American Flat Track (AFT) is one of the oldest, and arguably one of the most extreme, forms of motorsports in the United States and for the past six years the series has looked to create a perfect competitive mixture of multiple riding disciplines with Michael Lock at the helm.
The series formally dates back to 1954, but its roots are firmly established decades before with motorcycle racers barnstorming across the country. And as with most major sports, AFT is continuously challenged with remaining on the cutting edge of relevance.
A combination of motocross, road racing, and dirt track racing skill is required to win the championship as AFT competes on half-mile and 1-mile dirt ovals and hybrid tracks known as TTs featuring both left and right hand turns. The series competes on tracks often associated with much heavier sprints, midgets and stock cars that rely on a cushion of dirt to help them slide around the corners. It’s challenging with four wheels – and much more so on two.

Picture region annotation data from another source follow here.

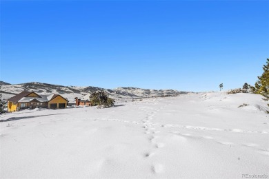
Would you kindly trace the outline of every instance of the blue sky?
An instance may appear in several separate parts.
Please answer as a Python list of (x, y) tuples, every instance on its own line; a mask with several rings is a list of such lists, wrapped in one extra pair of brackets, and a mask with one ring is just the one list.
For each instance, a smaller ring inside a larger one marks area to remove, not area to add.
[(254, 85), (268, 1), (1, 1), (1, 81), (185, 91)]

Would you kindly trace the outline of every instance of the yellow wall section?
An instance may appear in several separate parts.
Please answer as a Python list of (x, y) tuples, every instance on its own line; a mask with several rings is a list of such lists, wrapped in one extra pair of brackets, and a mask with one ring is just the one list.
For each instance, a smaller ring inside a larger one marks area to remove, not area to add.
[(35, 93), (31, 93), (26, 96), (27, 97), (39, 97)]
[(59, 109), (59, 103), (65, 103), (65, 107), (66, 107), (67, 106), (67, 101), (66, 99), (61, 97), (60, 96), (58, 96), (55, 98), (52, 99), (50, 102), (48, 102), (48, 109), (50, 108), (50, 104), (52, 103), (57, 103), (57, 109)]
[(17, 104), (8, 101), (8, 112), (15, 112), (17, 111)]

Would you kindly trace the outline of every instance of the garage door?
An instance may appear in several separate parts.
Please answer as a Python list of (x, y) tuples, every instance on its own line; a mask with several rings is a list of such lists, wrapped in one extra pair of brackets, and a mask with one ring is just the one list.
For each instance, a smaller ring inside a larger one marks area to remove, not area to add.
[(50, 109), (57, 109), (57, 103), (50, 104)]
[(66, 108), (66, 103), (59, 103), (59, 109)]

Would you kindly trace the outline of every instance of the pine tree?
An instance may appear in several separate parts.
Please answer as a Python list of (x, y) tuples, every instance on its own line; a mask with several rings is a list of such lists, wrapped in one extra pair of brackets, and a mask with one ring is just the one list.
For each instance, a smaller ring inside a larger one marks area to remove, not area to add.
[[(269, 59), (267, 59), (266, 65), (263, 67), (263, 73), (258, 76), (258, 81), (255, 83), (255, 93), (264, 96), (263, 100), (269, 101)], [(269, 104), (268, 104), (269, 106)], [(267, 112), (269, 113), (269, 112)]]
[[(1, 89), (1, 86), (0, 86)], [(3, 109), (3, 105), (2, 102), (2, 94), (0, 93), (0, 114), (2, 114), (3, 113), (5, 113), (5, 110)]]
[(93, 92), (90, 96), (90, 100), (92, 105), (103, 105), (105, 107), (113, 106), (114, 103), (114, 100), (109, 98), (108, 94), (103, 90)]
[(250, 85), (247, 83), (245, 83), (245, 84), (243, 84), (243, 89), (248, 90), (249, 87), (250, 87)]
[(221, 91), (223, 87), (223, 83), (220, 84), (219, 85), (219, 91)]

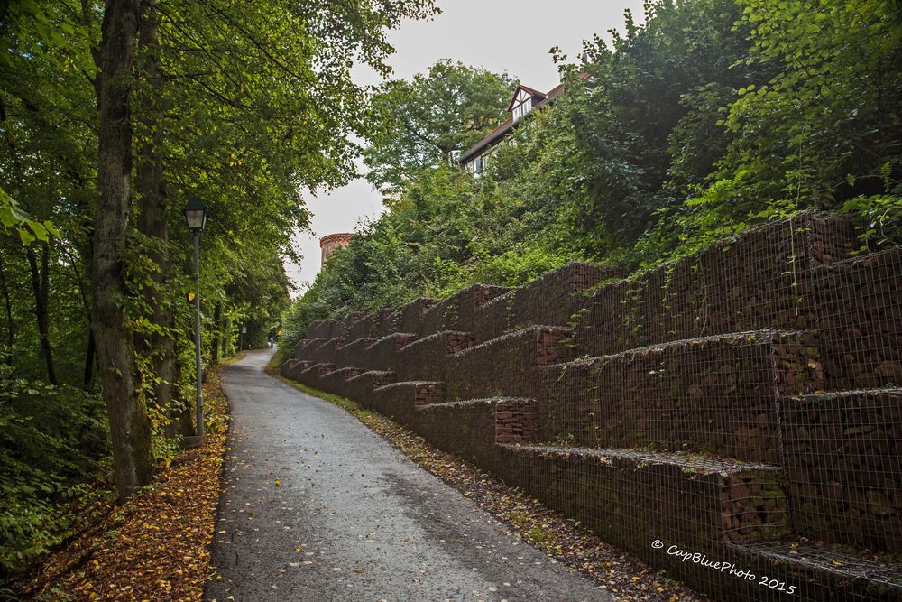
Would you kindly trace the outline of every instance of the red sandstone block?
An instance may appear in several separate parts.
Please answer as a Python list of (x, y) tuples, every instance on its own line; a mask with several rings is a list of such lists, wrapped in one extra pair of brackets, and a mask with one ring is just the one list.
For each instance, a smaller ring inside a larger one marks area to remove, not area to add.
[(447, 399), (535, 397), (538, 366), (569, 359), (570, 335), (566, 328), (533, 327), (449, 356)]
[(448, 356), (472, 345), (468, 332), (439, 332), (400, 347), (392, 367), (399, 381), (444, 381)]

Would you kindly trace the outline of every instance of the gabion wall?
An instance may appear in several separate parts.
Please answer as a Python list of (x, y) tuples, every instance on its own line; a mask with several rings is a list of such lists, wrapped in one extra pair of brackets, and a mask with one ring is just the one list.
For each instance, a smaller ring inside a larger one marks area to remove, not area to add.
[(723, 600), (902, 599), (902, 253), (806, 213), (310, 326), (359, 401)]

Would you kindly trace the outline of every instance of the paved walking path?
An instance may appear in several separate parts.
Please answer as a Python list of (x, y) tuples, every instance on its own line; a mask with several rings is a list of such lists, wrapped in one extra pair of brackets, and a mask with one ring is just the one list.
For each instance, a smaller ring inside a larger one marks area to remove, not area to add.
[(611, 599), (354, 416), (266, 375), (271, 355), (225, 370), (234, 422), (207, 599)]

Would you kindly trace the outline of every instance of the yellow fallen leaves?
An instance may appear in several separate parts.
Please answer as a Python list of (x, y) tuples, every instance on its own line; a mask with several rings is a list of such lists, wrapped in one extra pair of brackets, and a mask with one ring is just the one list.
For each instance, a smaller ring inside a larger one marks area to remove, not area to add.
[[(210, 371), (204, 393), (209, 415), (224, 421), (227, 403), (217, 371)], [(221, 488), (224, 431), (208, 432), (203, 447), (180, 454), (152, 486), (51, 555), (29, 593), (48, 599), (64, 593), (72, 599), (199, 602), (212, 575), (207, 547)]]

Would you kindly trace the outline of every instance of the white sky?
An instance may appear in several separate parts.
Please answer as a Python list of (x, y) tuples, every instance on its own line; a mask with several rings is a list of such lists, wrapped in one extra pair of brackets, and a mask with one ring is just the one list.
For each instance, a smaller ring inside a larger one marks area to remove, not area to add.
[[(392, 78), (409, 79), (441, 59), (459, 60), (496, 73), (507, 72), (523, 84), (548, 92), (557, 85), (557, 68), (548, 50), (559, 46), (571, 60), (578, 59), (582, 41), (593, 33), (610, 36), (622, 30), (623, 10), (642, 20), (643, 0), (437, 0), (442, 9), (432, 21), (408, 21), (391, 34), (396, 52), (389, 59)], [(363, 69), (355, 74), (364, 84), (379, 83)], [(287, 264), (298, 285), (312, 282), (319, 271), (319, 237), (353, 232), (362, 218), (382, 211), (382, 198), (365, 180), (330, 193), (306, 195), (313, 212), (313, 233), (296, 234), (295, 246), (304, 255), (300, 265)]]

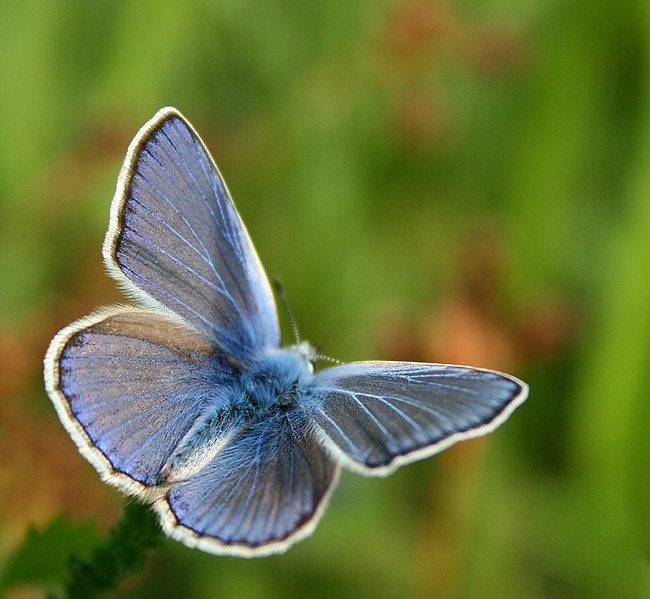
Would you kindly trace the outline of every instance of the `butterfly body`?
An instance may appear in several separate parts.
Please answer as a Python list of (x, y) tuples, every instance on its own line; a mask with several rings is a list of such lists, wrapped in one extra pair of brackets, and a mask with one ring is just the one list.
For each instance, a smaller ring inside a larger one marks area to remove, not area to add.
[(215, 376), (196, 422), (161, 470), (166, 483), (200, 471), (236, 432), (265, 419), (299, 409), (313, 379), (315, 350), (303, 342), (268, 348), (252, 366), (233, 367)]
[(61, 330), (45, 386), (101, 477), (153, 504), (190, 547), (286, 550), (320, 520), (341, 467), (385, 476), (491, 432), (527, 397), (500, 372), (417, 362), (315, 371), (280, 347), (271, 287), (192, 126), (160, 110), (129, 146), (103, 247), (139, 307)]

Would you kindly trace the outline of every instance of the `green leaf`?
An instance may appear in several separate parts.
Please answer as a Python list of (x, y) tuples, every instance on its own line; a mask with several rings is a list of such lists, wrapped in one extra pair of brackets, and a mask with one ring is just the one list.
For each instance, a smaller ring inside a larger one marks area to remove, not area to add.
[(31, 528), (22, 545), (7, 559), (0, 575), (0, 590), (59, 582), (66, 575), (69, 556), (85, 557), (100, 540), (92, 520), (73, 523), (62, 515), (42, 530)]

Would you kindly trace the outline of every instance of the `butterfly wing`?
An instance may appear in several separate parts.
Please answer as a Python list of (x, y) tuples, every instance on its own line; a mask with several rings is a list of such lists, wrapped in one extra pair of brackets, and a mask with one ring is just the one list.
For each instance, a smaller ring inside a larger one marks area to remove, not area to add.
[(174, 108), (129, 146), (104, 242), (111, 274), (247, 363), (280, 334), (273, 294), (207, 148)]
[(102, 478), (144, 495), (232, 375), (225, 356), (178, 317), (104, 310), (63, 329), (45, 356), (47, 391), (81, 453)]
[(492, 370), (356, 362), (316, 373), (304, 409), (342, 464), (384, 476), (491, 432), (527, 395), (525, 383)]
[(310, 534), (339, 466), (306, 424), (292, 411), (235, 434), (154, 504), (165, 532), (190, 547), (244, 557), (282, 552)]

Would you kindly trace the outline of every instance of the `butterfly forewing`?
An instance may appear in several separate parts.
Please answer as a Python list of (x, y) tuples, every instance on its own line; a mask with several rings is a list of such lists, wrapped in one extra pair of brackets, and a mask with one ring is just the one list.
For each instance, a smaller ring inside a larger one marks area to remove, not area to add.
[(129, 148), (104, 255), (136, 297), (153, 298), (240, 361), (279, 343), (253, 244), (203, 142), (174, 109)]
[(356, 362), (317, 373), (305, 409), (343, 463), (384, 475), (490, 432), (526, 394), (521, 381), (491, 370)]

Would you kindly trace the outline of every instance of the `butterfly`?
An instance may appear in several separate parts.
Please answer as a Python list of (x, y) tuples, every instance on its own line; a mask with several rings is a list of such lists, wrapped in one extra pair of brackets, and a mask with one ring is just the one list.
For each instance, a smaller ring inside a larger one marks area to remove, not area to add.
[(131, 142), (103, 245), (139, 307), (61, 330), (45, 386), (101, 478), (150, 502), (170, 537), (214, 554), (311, 534), (341, 467), (385, 476), (493, 431), (527, 385), (492, 370), (353, 362), (280, 346), (273, 292), (192, 125), (163, 108)]

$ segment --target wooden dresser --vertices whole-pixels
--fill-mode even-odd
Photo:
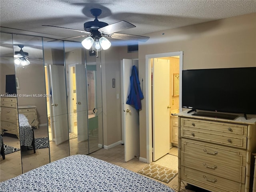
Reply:
[[[16,135],[19,140],[17,98],[1,97],[1,129],[3,133]]]
[[[178,115],[178,191],[181,181],[213,192],[252,191],[256,118]]]
[[[19,114],[25,115],[31,126],[34,126],[38,129],[38,121],[37,119],[36,106],[34,105],[19,106],[18,112]]]
[[[178,116],[171,115],[171,142],[176,146],[178,146]]]

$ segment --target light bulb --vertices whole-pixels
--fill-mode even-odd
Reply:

While the riders look to achieve equilibrium on their bikes, Lock is tasked with finding a perfect balance for the series.
“We have elements of everything,'” Lock told NBC Sports. “It’s one of the interesting factors around American Flat Track, that you can relate it to a wide variety of other motorsports, both two and four-wheeled. One of the interesting things about it is that it sits almost completely in the middle of motocross and road racing. It’s almost road racing on dirt.
“I’ve looked back at the history of American Flat Track, and in the 1970s the legion of world class and famous American road racers that went on to dominate in MotoGP all the way through the 1980s all came out of Flat Track. They all learned their skills on dirt first and then translated it into road racing.
“Then you fast forward to the rise of motocross and supercross in the ’80s and ’90s and you can see that crossover there as well. What we’ve been doing for the last couple of years is trying to complete that circle and put back into Flat Track some of the things that left it between the 70s and the 90s. We have famous names for motocross and supercross that have come raced in our series. We have famous names from road racing who are racing in our series. Blending all of that together is a real advantage for us.”
Think of it as trying to fit a square peg into a round hole while squeezing a triangle in there as well.
After meeting Jim France at Daytona Bike Week in the 1990s, the two developed a relationship that ultimately led Lock to helm AFT.
As his brother Bill France, Jr. shepherded NASCAR to its pinnacle, Jim was guiding AMA Pro Racing. After that fateful day in Daytona, Lock and France went their separate ways with France eventually taking on increased responsibility at NASCAR and Lock working with such marquee brands a Triumph and Ducati motorcycles and Lamborghini.
“(France) asked me to come down and help him innovate and modernize AMA pro racing, which is the sanctioning body for American Flat Track and various other disciplines,” Lock said. “That was back in 2015. I came to Florida to take a look at the business and write a strategic proposal on how to develop the sport. He liked it and offered me the job to come and do it.”
Two years later, AFT signed a major deal with NBC to broadcast their events and the championship was revamped to its current iteration.
The synergy between AMA Pro Racing and NASCAR has paid huge dividends.
“We explore the crossover (between NASCAR and AMA) all the time to try and determine what the value is,” Lock said. “But I can tell you in the last two or three years the biggest value for us with our association with NASCAR is tapping into their expertise. The number of bridges that they’ve crossed over the last 40 or 50 years.
“The number of things they’ve learned that are real nuggets of intelligence, because where we’re at with Flat Track is: We’re taking a very traditional motorcycle sport, the oldest form of motorcycle sport, and we’re trying to calibrate it for the 21st century so it’s not only relevant to the legion of fans who love it, who could be easily characterized as baby boomers, and try to pivot that sport and make it relevant and exciting to new generations.
“That has been top of the agenda for NASCAR for quite some time. So it’s been really useful for us to understand some of the things they’ve done and tried to translate them into our sport.”
This year AFT enters their season finale on the half-mile, clay Charlotte Motor Speedway Dirt Track the same week that NASCAR takes on the Roval. Austin Dillon will be the Grand Marshal for the AFT’s season finale as they look to build even more connections with the stock car series.
And Dillon and the fans will witness one of the tightest battles in AFT history. Four points separate two title contenders in the premiere Mission AFT Twins division, making this essentially a winner-take-all event.
Jared Mees and Briar Bauman have dominated the past several years. Mees won the Twins title in 2017 and 2018; Bauman was victorious in 2019 and 2020. This year, they have combined for 10 wins in 15 races. Each rider failed to stand on the podium only twice during the remarkable battle.
Bauman grabbed the points’ lead early as Mees sustained an injury prior to Round 3 and lost significant ground. With a handful of races remaining, Mees turned up the heat and won five of the last six rounds.
“We’re really looking forward to (the finale),” Lock said. “I’ll tell you, we have not had the chance to properly combine our program with a NASCAR program before. We went to Charlotte last year on the NASCAR weekend but we got rained out so we unfortunately could not take advantage of it.”